Since the Saskatchewan Party tried to push nuclear power when first elected to office, it's heard from
the public about their grave (and justified) concerns.
Overall, while there is some support for nuclear power generation, the overwhelming response to this public consultation was that nuclear power generation should not be a choice for Saskatchewan,
whether it is intended to serve the needs of Saskatchewan people only,
or for a combination of Saskatchewan people and other provinces or
states.
It's heard from
international financial markets that nuclear development is seen as a major risk factor.
Moody’s Investors Services warns in its new report — “New Nuclear
Generation: Ratings Pressure Increasing” — that it may view nuclear
construction plans as a negative.
Moody’s worries that investment
in new nuclear is so costly that it amounts to a “bet the farm”
strategy. It increases business risk and operating risk.
It's heard from
other Canadian provinces about the lack of any economic basis for nuclear power.
The Ontario Energy Board has indicated that any price higher than $3,600
per kilowatt of power capacity would be uneconomical when costed
against alternatives such as natural gas and renewable energy options.
Bruce Power has indicated its intention to build two 1,000 megawatt
reactors in Saskatchewan at a cost of between $8 and $10 billion. Using
Bruce Power’s conservative price estimate, its proposal works out to
approximately $4,000 per kilowatt – a price that exceeds the Ontario
Energy Board’s economical cutoff.
It's seen other countries phase out nuclear altogether, while facing a
reckoning from decades of generating hazardous waste without a plan to manage it.

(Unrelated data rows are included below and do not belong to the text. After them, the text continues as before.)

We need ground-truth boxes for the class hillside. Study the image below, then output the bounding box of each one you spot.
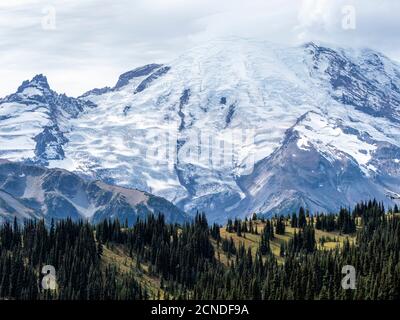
[0,38,400,224]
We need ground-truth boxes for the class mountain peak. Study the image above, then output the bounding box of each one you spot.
[17,74,50,93]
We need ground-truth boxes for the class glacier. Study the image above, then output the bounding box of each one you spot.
[0,38,400,222]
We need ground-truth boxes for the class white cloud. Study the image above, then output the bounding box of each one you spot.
[0,0,400,96]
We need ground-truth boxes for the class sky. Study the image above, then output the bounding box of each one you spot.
[0,0,400,97]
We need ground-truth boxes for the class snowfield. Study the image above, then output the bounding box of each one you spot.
[0,39,400,221]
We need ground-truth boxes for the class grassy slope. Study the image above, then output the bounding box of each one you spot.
[214,221,355,264]
[102,221,355,299]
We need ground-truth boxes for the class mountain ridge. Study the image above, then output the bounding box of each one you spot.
[0,39,400,221]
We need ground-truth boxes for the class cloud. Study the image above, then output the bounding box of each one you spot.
[0,0,400,96]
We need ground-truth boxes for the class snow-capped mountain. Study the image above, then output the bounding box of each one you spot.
[0,75,94,163]
[0,160,189,224]
[0,39,400,221]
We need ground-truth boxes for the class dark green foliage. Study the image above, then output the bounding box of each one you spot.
[0,201,400,300]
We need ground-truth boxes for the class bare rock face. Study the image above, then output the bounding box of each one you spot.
[0,39,400,222]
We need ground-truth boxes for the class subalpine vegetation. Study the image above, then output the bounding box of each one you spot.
[0,201,400,300]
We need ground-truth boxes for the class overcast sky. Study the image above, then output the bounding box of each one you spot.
[0,0,400,96]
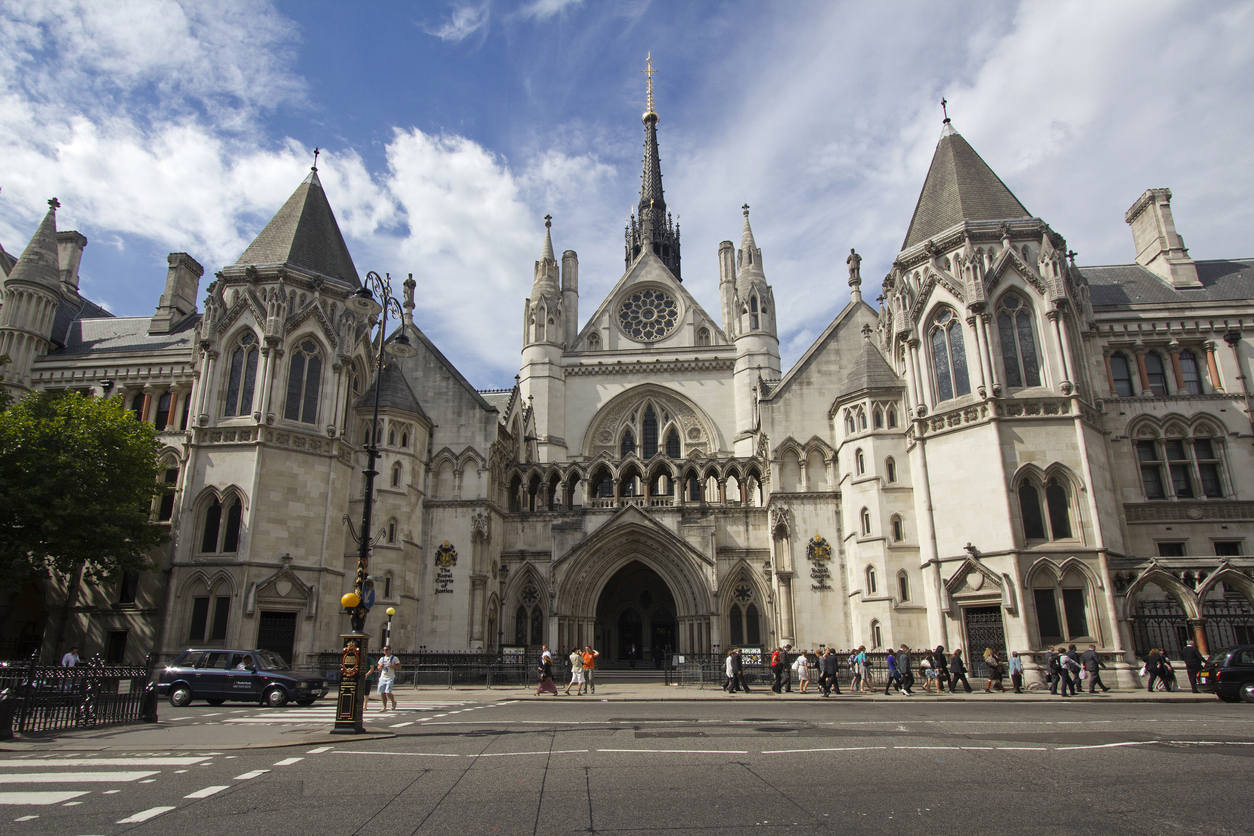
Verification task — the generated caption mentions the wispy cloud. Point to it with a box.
[423,3,490,44]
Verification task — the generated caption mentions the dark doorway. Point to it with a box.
[257,609,296,664]
[596,562,678,667]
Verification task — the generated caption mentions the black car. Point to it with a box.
[157,648,326,707]
[1198,644,1254,702]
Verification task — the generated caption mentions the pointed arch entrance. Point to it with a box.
[594,560,678,667]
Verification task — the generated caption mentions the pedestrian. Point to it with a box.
[932,644,949,691]
[884,651,902,697]
[1009,651,1023,694]
[731,647,749,694]
[949,648,971,693]
[583,644,601,693]
[1055,647,1080,697]
[984,647,1006,693]
[897,643,914,697]
[793,651,810,693]
[375,644,400,711]
[1183,642,1206,693]
[566,648,583,697]
[1080,644,1110,693]
[535,647,557,697]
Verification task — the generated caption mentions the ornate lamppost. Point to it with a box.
[334,271,418,734]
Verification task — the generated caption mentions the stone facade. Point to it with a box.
[0,102,1254,682]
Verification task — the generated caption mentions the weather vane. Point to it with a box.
[641,50,657,113]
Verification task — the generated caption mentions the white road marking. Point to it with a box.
[466,750,588,757]
[183,787,226,798]
[0,757,208,767]
[118,807,173,825]
[233,770,270,781]
[0,791,87,805]
[0,772,157,783]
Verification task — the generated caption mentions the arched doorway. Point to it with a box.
[596,560,678,666]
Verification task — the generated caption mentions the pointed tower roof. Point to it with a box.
[5,198,61,295]
[902,119,1032,249]
[236,168,361,287]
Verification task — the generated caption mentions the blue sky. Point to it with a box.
[0,0,1254,387]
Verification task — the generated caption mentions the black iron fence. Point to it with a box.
[0,656,157,738]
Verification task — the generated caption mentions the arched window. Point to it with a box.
[1018,483,1045,540]
[932,308,971,401]
[1145,351,1167,395]
[1180,348,1201,395]
[224,331,257,415]
[1110,351,1136,397]
[997,293,1041,389]
[1045,478,1071,540]
[283,340,322,424]
[640,404,657,459]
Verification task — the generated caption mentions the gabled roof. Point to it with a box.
[236,169,361,287]
[355,360,431,424]
[902,119,1032,249]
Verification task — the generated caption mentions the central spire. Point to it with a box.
[624,53,682,281]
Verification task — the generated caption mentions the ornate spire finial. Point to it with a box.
[641,50,657,117]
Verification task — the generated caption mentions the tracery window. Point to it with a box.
[224,331,257,415]
[997,293,1041,389]
[283,340,322,424]
[932,308,971,401]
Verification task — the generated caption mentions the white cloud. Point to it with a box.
[423,3,490,44]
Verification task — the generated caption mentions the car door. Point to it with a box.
[224,653,261,701]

When it comes to the big questions plaguing the world's scientists, they don't get much larger than this.
Where do you safely bury more than
28,000 cubic meters -- roughly six Big Ben clock towers -- of deadly radioactive waste for the next million years?
This is the "wicked problem" facing Germany as it
closes all of its nuclear power plants in the coming years, according to Professor Miranda Schreurs, part of the team searching for a storage site.
Experts
are now hunting for somewhere to bury almost 2,000 containers of
high-level radioactive waste. The site must be beyond rock-solid, with
no groundwater or earthquakes that could cause a leakage.
The
technological challenges -- of transporting the lethal waste, finding a
material to encase it, and even communicating its existence to future
humans -- are huge.
And faced with all those voices confirming the folly of pushing nuclear power, Scott Moe's response has been...to
barge ahead based on the belief he doesn't have to listen to anybody.